Степанида слушала, но что-то в ней невольно насторожилось в отношении к этой женщине, прежней ее подруге, что-то не понравилось ей, и она подумала: Виктор пришел, а где же мой Федька? Федька домой не побежит, в плен тоже не сдастся, и если нет от него вестей, то… Наверное, в сырой земельке уже Федька.

Обидно было за сына, и почувствовала она зависть к Александрине: хотя и контуженый, но вот вернулся. Да у той и без старшего дома пятеро, полная хата ребят. А у нее пусто. Было двое, и тех… Никого не осталось!

С такими невеселыми мыслями она добралась до Выселок, но улицей не пошла — в начале огородов свернула на стежку и подалась к недалекой пуне под кленом, откуда уже рукой подать было до хаты Корнилы.
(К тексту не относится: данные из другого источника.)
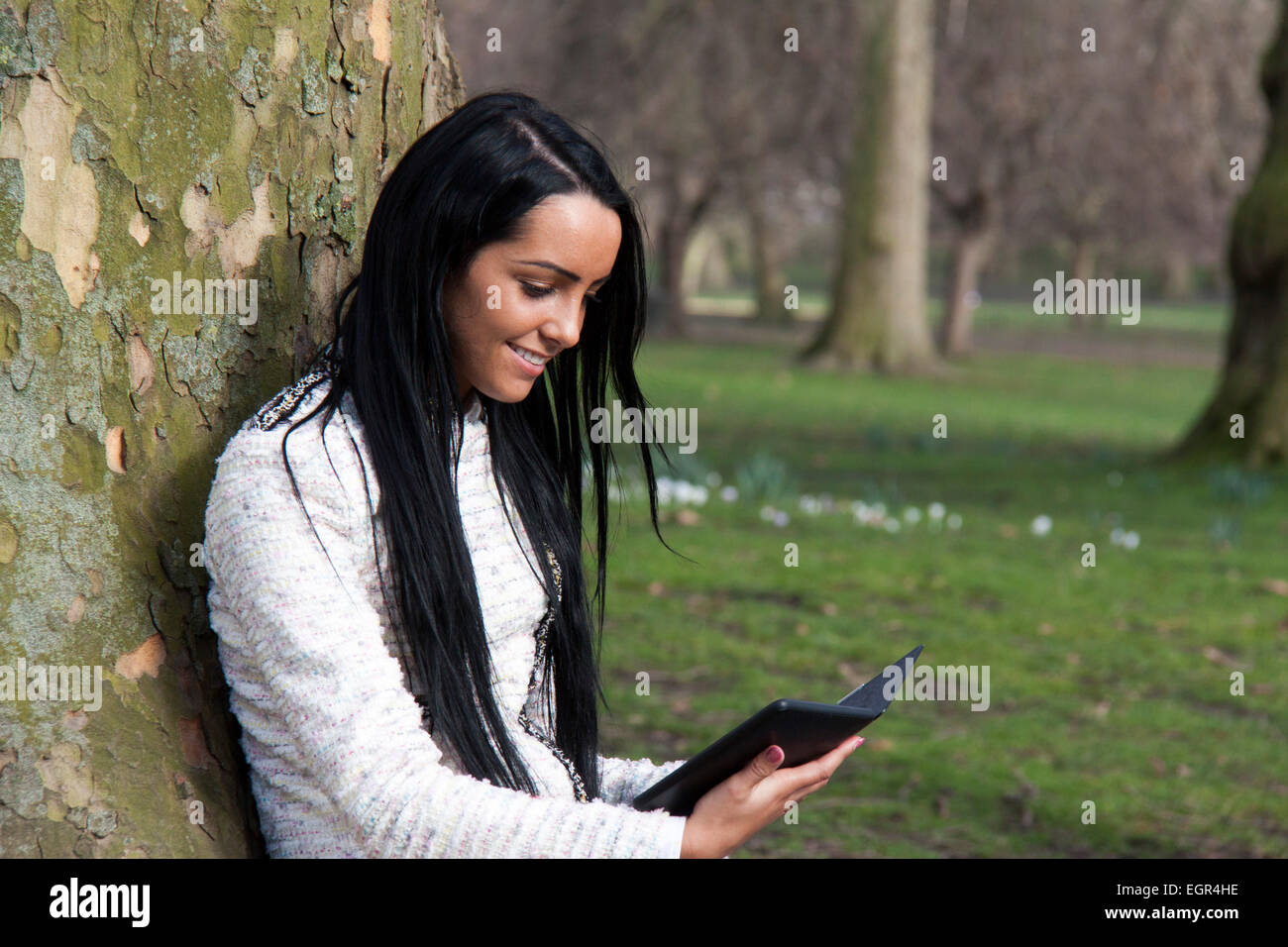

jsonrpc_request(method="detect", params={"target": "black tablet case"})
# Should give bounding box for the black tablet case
[632,646,923,815]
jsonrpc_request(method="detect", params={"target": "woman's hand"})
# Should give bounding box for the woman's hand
[680,737,864,858]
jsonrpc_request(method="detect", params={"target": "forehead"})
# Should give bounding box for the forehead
[505,194,622,266]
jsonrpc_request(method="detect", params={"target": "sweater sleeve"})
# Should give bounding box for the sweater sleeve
[599,756,684,805]
[203,425,686,858]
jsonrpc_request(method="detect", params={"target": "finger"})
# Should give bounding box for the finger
[787,780,827,802]
[780,737,864,792]
[729,745,786,791]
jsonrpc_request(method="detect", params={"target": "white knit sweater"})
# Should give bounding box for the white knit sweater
[203,368,686,858]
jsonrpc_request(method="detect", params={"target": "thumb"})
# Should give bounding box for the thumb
[742,745,783,786]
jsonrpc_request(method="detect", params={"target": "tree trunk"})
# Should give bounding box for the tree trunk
[1176,0,1288,467]
[802,0,935,371]
[0,0,463,858]
[1163,248,1194,303]
[743,177,793,325]
[1069,237,1096,329]
[649,181,720,339]
[936,193,997,356]
[658,214,690,339]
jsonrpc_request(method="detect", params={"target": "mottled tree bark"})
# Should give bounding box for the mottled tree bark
[1176,0,1288,467]
[0,0,463,857]
[802,0,935,371]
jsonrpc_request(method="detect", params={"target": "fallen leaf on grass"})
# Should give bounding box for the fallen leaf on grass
[1203,644,1239,668]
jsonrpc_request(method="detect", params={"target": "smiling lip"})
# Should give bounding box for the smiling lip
[505,343,546,377]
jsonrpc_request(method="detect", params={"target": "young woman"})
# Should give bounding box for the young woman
[205,93,862,857]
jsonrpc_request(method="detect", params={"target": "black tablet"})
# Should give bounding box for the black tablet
[632,646,923,815]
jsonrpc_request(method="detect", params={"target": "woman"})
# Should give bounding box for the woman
[205,93,860,857]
Она не была у него, может, лет десять, от самой коллективизации, и увидела, что за это время Корнилова усадьба не обветшала нисколько, а то и обновилась даже. За аккуратным высоким забором звякнула цепь и злобно забрехала собака. Степанида остановилась, боясь открыть плотную, сбитую из новых досок калитку. Думала, кто-то должен же выйти. Ей не хотелось, чтобы вышла Ванзя, высокая сухопарая жена Корнилы, с которой у нее так и не сложились отношения с самого дня их женитьбы. Хотя не ссорились, но ни разу и не поговорили, а встречаясь где на дороге или в местечке, молча расходились, будто незнакомые.